The Plastiki is communicating a variety of messages.  The first thing that is happening is that an issue has been identified, and addressed by means of a public awareness campaign. There is a general environmental message surrounding the sheer volume of plastic waste that currently exists in the the oceans and the manner in which this is entering the foodchain as it breaks down into small particles.  There is the idea that this plastic that is used for so little time by humans before being disposed of remains in the world for so long.   Then the second thing that is happening is that design solutions are being proposed by the design artifact.  Various ideas around how plastic might be designed more effectively along the along principles of cradle to cradle design are explored in the plastic bottle boat.  The boat is not a solution for the entire plastic problem, it offers only the ideas which its design and form allows.  So the solutions are limited by what can actually be designed given it must take the form of a boat, and given the available technology, materials and skills available at that particular time.

The third aspect of note is that these ideas are really well managed to present a coherent, engaging and consistent message.  Below is a selection of articles found in the Sydney Morning Herald around the time of the Plastiki’s arrival in Sydney in July 2010.  All tell a clear picture of what the project sets out to achieve while still allowing for its complexity.

The plastic bottle lined hull of Plastiki.The plastic bottle lined hull of the Plastiki.

Potent message in bottles. By Sarah Whyte,  July 11 2010 “IT’S a message carried in 12,500 bottles across the seas, and it says one thing: eliminate waste.”

Plastic is fantastic for banking dynasty heir. Glenda Kwek,  July 26 2010 “De Rothschild’s message is simple: plastic is fantastic, and we should learn how to reuse and recycle it, instead of discarding it as waste that then goes on to pollute our land and oceans.

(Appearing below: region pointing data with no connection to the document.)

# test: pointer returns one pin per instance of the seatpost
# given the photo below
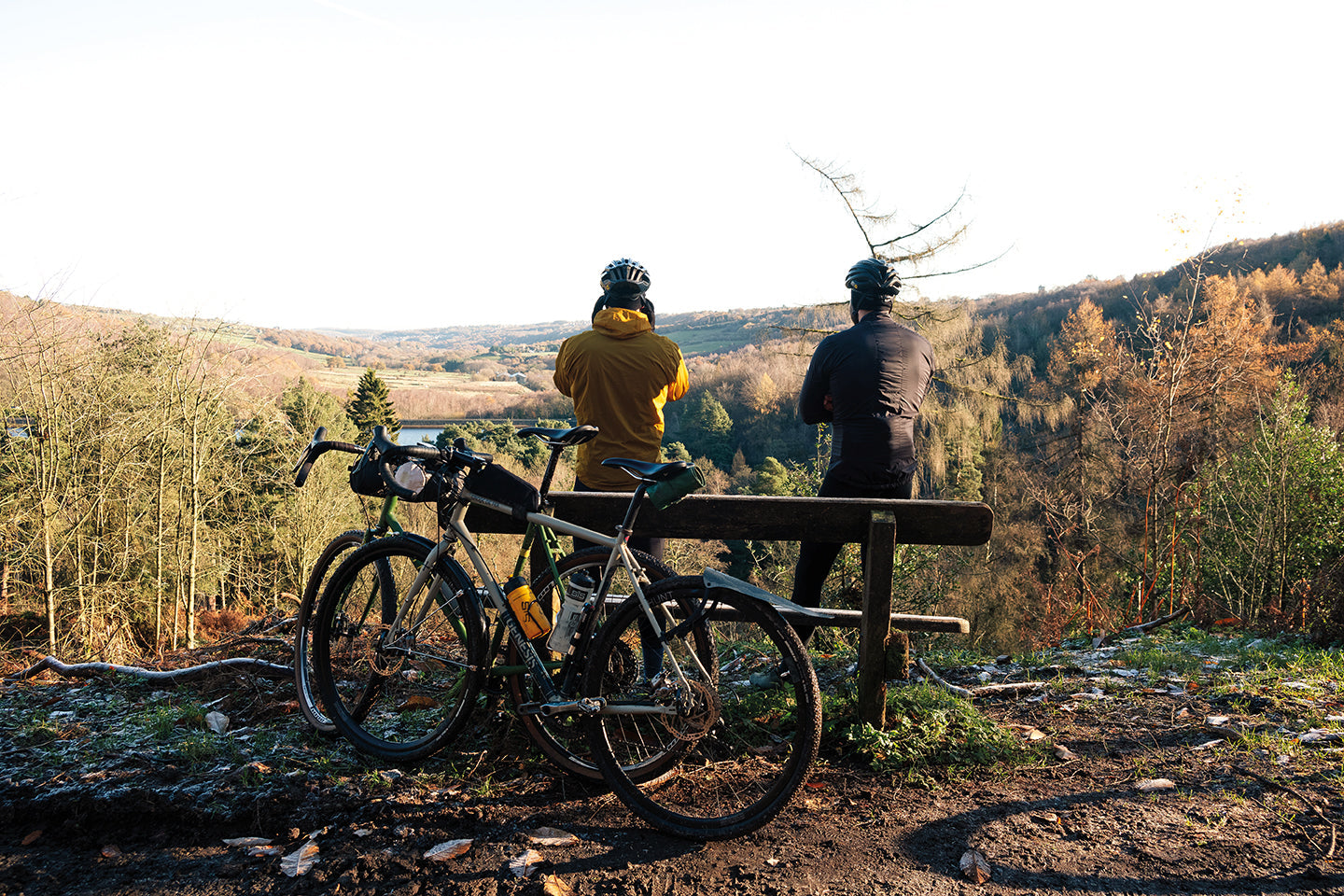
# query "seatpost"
(550, 471)
(633, 510)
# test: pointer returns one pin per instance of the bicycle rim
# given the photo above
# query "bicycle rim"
(564, 737)
(749, 723)
(400, 694)
(305, 681)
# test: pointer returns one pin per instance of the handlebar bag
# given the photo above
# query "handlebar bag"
(364, 477)
(497, 483)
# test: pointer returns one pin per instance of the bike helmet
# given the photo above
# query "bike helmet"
(873, 284)
(625, 277)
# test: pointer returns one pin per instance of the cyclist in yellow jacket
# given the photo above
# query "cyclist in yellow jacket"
(620, 375)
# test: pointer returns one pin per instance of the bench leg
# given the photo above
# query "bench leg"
(876, 620)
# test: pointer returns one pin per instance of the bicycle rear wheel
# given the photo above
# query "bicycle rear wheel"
(564, 737)
(405, 692)
(750, 721)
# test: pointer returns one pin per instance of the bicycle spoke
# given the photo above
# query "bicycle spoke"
(739, 696)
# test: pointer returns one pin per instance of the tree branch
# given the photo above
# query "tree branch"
(173, 676)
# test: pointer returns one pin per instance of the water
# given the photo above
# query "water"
(414, 434)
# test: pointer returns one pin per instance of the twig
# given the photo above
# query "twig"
(1142, 627)
(241, 639)
(1007, 688)
(933, 676)
(1279, 785)
(95, 669)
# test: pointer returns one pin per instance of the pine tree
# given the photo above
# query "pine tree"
(371, 406)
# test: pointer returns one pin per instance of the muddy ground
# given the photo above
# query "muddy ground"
(1243, 816)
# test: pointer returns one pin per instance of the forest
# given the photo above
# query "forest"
(1147, 445)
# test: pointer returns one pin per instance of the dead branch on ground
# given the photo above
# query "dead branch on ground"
(170, 676)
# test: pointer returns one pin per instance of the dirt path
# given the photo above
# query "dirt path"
(1234, 821)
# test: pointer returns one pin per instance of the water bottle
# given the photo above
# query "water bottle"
(571, 611)
(528, 611)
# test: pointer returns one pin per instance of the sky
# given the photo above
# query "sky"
(418, 164)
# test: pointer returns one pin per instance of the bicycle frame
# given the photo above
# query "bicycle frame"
(620, 556)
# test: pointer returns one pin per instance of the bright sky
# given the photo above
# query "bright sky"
(430, 162)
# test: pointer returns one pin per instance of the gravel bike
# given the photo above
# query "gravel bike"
(700, 704)
(309, 702)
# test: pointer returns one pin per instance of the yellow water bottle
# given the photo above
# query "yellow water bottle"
(530, 614)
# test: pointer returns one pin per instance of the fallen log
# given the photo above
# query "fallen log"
(171, 676)
(1142, 627)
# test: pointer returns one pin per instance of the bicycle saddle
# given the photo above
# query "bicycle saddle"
(645, 470)
(574, 436)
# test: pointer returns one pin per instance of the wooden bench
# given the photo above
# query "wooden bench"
(878, 525)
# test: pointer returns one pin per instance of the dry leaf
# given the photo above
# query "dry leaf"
(451, 849)
(525, 862)
(300, 861)
(553, 837)
(974, 867)
(553, 886)
(1027, 733)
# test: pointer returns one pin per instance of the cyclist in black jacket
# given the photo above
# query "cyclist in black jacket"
(868, 382)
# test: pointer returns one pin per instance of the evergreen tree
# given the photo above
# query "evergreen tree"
(707, 428)
(371, 406)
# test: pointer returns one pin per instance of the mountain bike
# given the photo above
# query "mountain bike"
(700, 704)
(386, 523)
(564, 742)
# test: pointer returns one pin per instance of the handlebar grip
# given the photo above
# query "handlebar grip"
(305, 462)
(316, 448)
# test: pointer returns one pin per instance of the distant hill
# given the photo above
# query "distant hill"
(1026, 320)
(695, 332)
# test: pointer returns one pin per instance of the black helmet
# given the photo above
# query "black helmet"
(623, 285)
(625, 277)
(873, 284)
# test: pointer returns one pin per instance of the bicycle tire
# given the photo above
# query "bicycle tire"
(564, 737)
(305, 679)
(305, 684)
(751, 721)
(398, 694)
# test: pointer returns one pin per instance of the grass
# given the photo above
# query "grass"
(926, 727)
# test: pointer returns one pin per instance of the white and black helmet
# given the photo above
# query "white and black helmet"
(625, 275)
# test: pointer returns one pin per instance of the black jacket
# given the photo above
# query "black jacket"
(876, 373)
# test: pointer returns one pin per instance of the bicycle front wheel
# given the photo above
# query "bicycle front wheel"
(564, 737)
(749, 721)
(305, 681)
(398, 691)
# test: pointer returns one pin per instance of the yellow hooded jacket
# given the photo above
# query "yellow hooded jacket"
(620, 375)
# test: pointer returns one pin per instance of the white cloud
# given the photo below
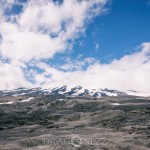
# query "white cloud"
(43, 28)
(11, 76)
(129, 72)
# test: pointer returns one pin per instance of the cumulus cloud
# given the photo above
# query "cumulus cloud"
(43, 28)
(131, 72)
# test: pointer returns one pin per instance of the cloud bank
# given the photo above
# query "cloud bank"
(43, 28)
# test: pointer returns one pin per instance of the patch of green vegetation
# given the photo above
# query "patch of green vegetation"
(52, 126)
(75, 117)
(1, 113)
(54, 117)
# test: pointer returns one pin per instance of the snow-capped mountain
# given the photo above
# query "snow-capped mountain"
(64, 90)
(69, 91)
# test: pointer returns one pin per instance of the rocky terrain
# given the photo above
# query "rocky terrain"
(61, 119)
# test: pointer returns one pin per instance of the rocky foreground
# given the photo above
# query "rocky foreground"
(57, 122)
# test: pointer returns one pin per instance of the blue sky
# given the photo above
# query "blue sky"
(117, 32)
(55, 42)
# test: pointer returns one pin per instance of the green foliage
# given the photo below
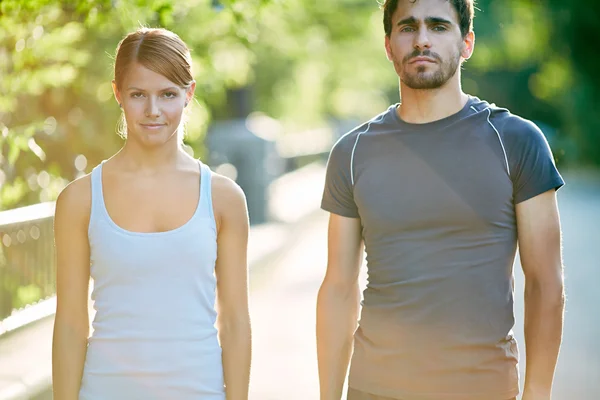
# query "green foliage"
(305, 62)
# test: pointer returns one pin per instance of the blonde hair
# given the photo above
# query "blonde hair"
(158, 50)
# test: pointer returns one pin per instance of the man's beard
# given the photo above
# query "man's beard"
(423, 79)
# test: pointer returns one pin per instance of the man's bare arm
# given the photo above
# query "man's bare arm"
(337, 304)
(539, 234)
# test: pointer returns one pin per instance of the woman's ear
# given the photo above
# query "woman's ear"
(189, 93)
(117, 93)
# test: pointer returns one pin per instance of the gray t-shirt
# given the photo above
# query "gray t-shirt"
(437, 207)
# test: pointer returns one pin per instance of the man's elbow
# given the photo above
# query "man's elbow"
(549, 288)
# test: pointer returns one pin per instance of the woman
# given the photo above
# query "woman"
(159, 233)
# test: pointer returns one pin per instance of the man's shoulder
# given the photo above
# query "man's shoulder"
(349, 139)
(507, 123)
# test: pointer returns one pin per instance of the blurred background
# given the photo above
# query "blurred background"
(277, 83)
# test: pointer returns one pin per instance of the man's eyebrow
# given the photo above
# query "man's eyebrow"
(428, 20)
(407, 21)
(437, 20)
(142, 90)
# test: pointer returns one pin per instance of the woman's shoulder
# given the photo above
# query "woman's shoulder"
(225, 189)
(229, 200)
(76, 198)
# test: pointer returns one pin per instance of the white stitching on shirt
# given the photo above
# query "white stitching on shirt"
(376, 119)
(499, 138)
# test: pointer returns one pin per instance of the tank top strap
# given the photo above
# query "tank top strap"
(97, 196)
(206, 206)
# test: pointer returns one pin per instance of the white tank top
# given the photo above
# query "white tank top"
(154, 334)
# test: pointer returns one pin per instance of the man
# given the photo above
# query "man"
(435, 188)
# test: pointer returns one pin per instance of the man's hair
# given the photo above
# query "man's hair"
(464, 8)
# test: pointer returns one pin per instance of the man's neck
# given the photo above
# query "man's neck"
(423, 106)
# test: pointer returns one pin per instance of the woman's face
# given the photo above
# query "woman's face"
(152, 104)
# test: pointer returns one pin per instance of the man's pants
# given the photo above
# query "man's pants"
(357, 395)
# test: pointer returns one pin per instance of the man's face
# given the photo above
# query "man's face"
(425, 44)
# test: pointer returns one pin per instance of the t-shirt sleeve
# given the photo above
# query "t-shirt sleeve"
(532, 167)
(338, 197)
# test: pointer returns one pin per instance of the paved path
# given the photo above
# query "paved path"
(284, 289)
(283, 305)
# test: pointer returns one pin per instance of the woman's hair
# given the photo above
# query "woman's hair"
(158, 50)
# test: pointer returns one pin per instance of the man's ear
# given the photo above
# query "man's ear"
(388, 49)
(468, 45)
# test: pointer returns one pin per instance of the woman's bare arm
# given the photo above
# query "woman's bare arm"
(233, 319)
(71, 325)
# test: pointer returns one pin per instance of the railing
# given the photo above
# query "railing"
(27, 262)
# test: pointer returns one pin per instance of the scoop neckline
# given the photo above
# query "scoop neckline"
(160, 233)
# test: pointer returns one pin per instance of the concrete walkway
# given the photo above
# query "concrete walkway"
(285, 284)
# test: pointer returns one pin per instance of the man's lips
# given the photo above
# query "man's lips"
(422, 60)
(154, 125)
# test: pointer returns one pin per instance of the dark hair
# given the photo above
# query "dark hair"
(464, 8)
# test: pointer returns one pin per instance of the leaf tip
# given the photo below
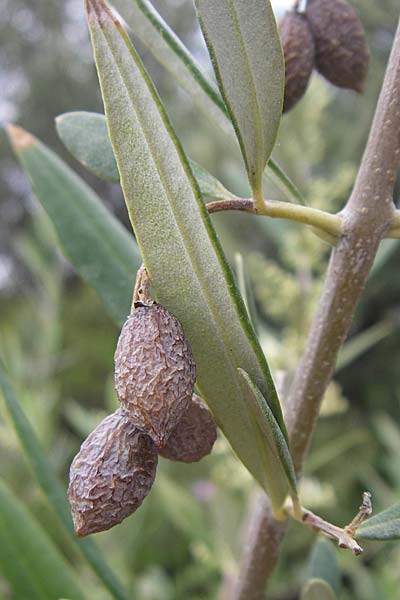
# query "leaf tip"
(18, 137)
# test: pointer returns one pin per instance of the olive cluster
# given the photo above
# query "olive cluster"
(159, 414)
(327, 36)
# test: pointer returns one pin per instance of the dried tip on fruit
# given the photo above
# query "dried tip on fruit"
(154, 371)
(194, 435)
(298, 49)
(341, 51)
(111, 475)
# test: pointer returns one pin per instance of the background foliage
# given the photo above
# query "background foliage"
(57, 342)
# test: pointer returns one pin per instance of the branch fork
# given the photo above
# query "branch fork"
(345, 535)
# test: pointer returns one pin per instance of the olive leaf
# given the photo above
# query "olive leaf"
(245, 41)
(30, 562)
(99, 247)
(86, 137)
(273, 445)
(317, 589)
(53, 490)
(383, 527)
(149, 26)
(180, 250)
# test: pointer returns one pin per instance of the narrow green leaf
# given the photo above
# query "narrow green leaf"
(246, 53)
(277, 459)
(53, 490)
(210, 186)
(30, 562)
(246, 290)
(99, 247)
(383, 527)
(324, 564)
(317, 589)
(178, 243)
(168, 50)
(85, 135)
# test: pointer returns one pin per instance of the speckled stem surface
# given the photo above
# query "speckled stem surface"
(365, 219)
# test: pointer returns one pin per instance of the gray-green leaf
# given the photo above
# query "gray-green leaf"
(99, 247)
(246, 53)
(149, 26)
(86, 137)
(273, 445)
(183, 257)
(383, 527)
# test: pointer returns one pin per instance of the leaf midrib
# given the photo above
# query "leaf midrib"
(210, 305)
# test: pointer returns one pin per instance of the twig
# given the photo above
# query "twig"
(344, 536)
(367, 216)
(320, 219)
(141, 292)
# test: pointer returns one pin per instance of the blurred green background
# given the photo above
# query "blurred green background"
(57, 341)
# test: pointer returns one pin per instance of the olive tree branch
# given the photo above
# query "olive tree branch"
(366, 218)
(321, 220)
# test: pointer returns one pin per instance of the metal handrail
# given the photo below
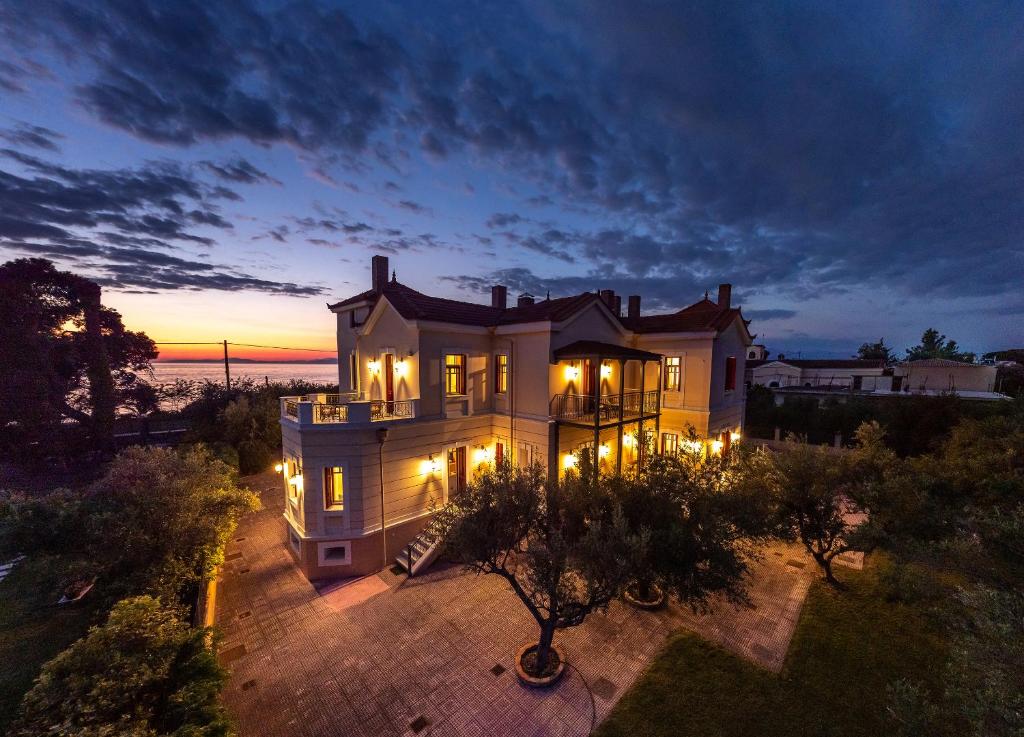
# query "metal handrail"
(395, 409)
(326, 414)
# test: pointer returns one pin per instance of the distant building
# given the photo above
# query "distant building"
(844, 377)
(821, 375)
(941, 376)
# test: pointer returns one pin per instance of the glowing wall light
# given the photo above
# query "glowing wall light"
(481, 454)
(430, 466)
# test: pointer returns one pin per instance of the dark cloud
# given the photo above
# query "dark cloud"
(766, 314)
(134, 269)
(792, 146)
(122, 226)
(413, 207)
(32, 136)
(239, 171)
(503, 220)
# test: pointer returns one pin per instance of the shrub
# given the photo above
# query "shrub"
(142, 673)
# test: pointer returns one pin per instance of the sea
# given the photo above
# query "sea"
(169, 372)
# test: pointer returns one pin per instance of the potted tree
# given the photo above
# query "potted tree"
(564, 550)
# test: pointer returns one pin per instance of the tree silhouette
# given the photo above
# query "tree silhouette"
(934, 345)
(64, 356)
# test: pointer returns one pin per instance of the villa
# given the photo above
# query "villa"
(433, 389)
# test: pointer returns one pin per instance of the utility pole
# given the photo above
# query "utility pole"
(227, 369)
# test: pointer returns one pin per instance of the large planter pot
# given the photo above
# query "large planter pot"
(543, 681)
(654, 601)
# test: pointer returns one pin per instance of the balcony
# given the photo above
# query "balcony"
(344, 409)
(580, 408)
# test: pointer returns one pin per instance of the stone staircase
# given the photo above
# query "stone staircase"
(421, 553)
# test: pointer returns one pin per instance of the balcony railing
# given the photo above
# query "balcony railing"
(580, 407)
(380, 409)
(343, 408)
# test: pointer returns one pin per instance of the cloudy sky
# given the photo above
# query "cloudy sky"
(854, 169)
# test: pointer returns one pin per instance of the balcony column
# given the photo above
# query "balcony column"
(641, 441)
(622, 409)
(657, 406)
(597, 416)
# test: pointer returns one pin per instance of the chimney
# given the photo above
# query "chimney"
(724, 296)
(378, 268)
(633, 308)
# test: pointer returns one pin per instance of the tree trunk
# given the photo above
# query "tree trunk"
(544, 645)
(97, 369)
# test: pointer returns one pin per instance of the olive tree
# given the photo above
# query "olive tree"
(563, 548)
(702, 525)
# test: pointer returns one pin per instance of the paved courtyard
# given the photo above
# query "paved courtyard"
(432, 655)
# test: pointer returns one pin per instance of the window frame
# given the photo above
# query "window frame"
(501, 374)
(459, 373)
(329, 490)
(678, 374)
(730, 374)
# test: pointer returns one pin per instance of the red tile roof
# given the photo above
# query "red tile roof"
(411, 304)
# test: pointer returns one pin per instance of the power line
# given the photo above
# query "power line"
(245, 345)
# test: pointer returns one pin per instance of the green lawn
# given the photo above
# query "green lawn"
(32, 630)
(849, 645)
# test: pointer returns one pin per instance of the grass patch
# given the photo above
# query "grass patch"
(848, 647)
(32, 630)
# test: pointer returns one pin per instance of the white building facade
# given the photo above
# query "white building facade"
(434, 389)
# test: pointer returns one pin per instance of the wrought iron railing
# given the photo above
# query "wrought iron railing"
(382, 409)
(325, 413)
(581, 406)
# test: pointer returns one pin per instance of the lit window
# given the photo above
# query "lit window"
(334, 488)
(501, 373)
(673, 371)
(730, 374)
(455, 374)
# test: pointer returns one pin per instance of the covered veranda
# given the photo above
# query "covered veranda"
(599, 398)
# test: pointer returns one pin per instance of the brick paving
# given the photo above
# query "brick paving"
(419, 658)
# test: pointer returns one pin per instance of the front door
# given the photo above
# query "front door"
(388, 380)
(457, 469)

“The story that has been told to us about plastic is that it’s cheap, it’s valueless, it’s non-toxic, it’s easy to use and don’t worry about throwing it out because we can just make some more.

“The reality is it’s not cheap, it’s not non-toxic, it’s not valueless, it’s valuable, it uses a lot of resources.”

Addiction to plastic is fueling marine disaster. Tim Elliot July 25 2010

“In Australia alone we have used almost 14 million tonnes of plastic since 2000, according to the latest industry figures.

But tonnes and tones of discarded plastic wind up polluting the ocean and waterways and endangering wildlife.”